We chose to assess quality of life using the SF12 questionnaire, administered or self-administered before and after the CR programme. In our study, the physical quality of life score (PCS-12) improved from a mean of 41.61 ± 10.69 before CR to a mean of 61.30 ± 7.78 after CR (p < 0.001). Our results were in agreement with those of Corone et al.. [20] who showed a significant reduction in anxiety from 9.3 ± 5.1 to 6.6 ± 4.2 (p < 0.05), depression from 6.5 ± 7.7 to 3.8 ± 6.3 (p < 0.001), fatigue from 6.3 ± 5.3 to 4.2 ± 4.3 (p < 0.001) and confusion from 5.9 ± 3.3 to 5.2 ± 2.9 (p < 0.001) after rehabilitation. In our study, the mental quality of life score (MCS-12) also improved significantly from a mean of 42.15 ± 10.27 before CR to a mean of 52.94 ± 10.86 after CR (p < 0.001). Our results are in agreement with those of Choo et al. [21] , who found a significant improvement in MCS-12 in Asian patients, with the mean increasing from 49.95 ± 7.89 pre-CR to 52.48 ± 5.90 post-CR (p < 0.001). Elderly patients admitted for CR are aware of the benefits of this programme, both physically and psychologically.
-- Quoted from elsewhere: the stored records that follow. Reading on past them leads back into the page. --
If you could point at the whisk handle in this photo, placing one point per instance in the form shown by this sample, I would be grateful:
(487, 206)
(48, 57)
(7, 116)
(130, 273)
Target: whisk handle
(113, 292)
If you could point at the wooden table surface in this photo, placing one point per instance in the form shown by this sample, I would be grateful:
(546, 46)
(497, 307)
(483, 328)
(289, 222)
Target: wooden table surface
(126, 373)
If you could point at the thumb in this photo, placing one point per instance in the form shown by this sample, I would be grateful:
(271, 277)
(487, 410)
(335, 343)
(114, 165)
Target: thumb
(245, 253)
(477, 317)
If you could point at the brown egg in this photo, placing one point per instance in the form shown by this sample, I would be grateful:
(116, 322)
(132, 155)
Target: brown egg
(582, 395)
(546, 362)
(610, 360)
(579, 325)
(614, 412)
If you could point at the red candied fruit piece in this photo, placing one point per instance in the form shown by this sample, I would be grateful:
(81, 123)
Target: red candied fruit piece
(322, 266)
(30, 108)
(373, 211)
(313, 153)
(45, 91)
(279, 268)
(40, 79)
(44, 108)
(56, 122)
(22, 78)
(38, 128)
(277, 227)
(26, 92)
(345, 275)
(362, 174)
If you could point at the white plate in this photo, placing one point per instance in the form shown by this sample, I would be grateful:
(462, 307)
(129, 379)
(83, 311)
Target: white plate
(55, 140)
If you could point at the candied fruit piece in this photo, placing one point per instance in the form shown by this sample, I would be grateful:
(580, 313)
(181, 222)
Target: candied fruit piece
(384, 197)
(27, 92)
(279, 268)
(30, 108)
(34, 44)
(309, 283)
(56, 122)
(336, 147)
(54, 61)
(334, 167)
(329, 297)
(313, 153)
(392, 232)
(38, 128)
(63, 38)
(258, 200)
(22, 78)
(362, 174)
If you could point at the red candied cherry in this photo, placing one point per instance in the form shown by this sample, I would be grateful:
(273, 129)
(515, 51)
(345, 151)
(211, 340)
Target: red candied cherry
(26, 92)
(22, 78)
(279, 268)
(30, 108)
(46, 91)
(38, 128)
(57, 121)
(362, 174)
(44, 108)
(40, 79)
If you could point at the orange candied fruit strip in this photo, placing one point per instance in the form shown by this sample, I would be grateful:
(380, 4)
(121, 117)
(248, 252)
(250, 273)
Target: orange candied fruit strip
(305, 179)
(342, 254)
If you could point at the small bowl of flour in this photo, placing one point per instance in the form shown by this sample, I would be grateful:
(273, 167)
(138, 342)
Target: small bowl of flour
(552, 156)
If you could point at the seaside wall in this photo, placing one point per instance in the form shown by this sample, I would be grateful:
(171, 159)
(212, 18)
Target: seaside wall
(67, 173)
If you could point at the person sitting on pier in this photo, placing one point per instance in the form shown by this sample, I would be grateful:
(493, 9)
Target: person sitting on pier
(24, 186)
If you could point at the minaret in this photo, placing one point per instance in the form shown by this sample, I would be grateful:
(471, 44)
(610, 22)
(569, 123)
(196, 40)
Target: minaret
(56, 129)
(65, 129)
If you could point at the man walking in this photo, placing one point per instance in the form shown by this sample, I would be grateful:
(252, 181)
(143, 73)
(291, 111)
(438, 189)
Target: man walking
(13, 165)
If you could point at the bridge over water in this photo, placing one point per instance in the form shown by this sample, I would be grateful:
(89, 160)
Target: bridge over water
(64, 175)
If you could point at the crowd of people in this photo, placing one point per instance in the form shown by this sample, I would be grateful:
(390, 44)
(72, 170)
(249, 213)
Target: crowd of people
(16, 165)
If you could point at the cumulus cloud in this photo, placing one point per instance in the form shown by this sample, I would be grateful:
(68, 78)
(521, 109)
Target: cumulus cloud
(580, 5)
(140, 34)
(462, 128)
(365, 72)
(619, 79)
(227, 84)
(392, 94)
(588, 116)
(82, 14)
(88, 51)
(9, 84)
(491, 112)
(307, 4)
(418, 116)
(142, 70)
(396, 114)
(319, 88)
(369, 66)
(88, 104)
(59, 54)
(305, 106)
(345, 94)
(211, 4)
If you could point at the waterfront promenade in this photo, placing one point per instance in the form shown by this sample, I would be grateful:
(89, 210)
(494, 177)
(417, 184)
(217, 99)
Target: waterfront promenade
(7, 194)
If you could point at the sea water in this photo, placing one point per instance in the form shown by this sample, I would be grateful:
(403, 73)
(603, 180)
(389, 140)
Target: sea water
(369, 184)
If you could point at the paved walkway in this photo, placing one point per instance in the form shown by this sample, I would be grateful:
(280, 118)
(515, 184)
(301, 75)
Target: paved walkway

There are some limits in this study, we did not find a specific scale in the literature to assess the autonomy of older people in CR, which explains our use of the Katz and Lawton scales and the collection of these results during a clinical interview and a telephone survey. This may open the debate on the interest of developing in the future a specific grid that is simpler, more sensitive to the African population and more suitable for use in CR to assess the autonomy of the elderly [22] [23] . Furthermore, in the absence of a control group, it is not possible to conclude that it is our cardiac rehabilitation programme that is the determining factor in the improvement of the patients compared with another treatment or compared with the time elapsed.
5. Conclusion
Our study has demonstrated the value of cardiac rehabilitation in older people. In fact, this programme, which is well managed, structured and supervised, allows this population to regain their autonomy, improve their quality of life and functional capacity, and thus their prognosis. However, the number of patients enrolled in this programme remains limited due to a lack of information or knowledge among physicians about the benefits of cardiac rehabilitation, inadequate prescribing and a lack of resources.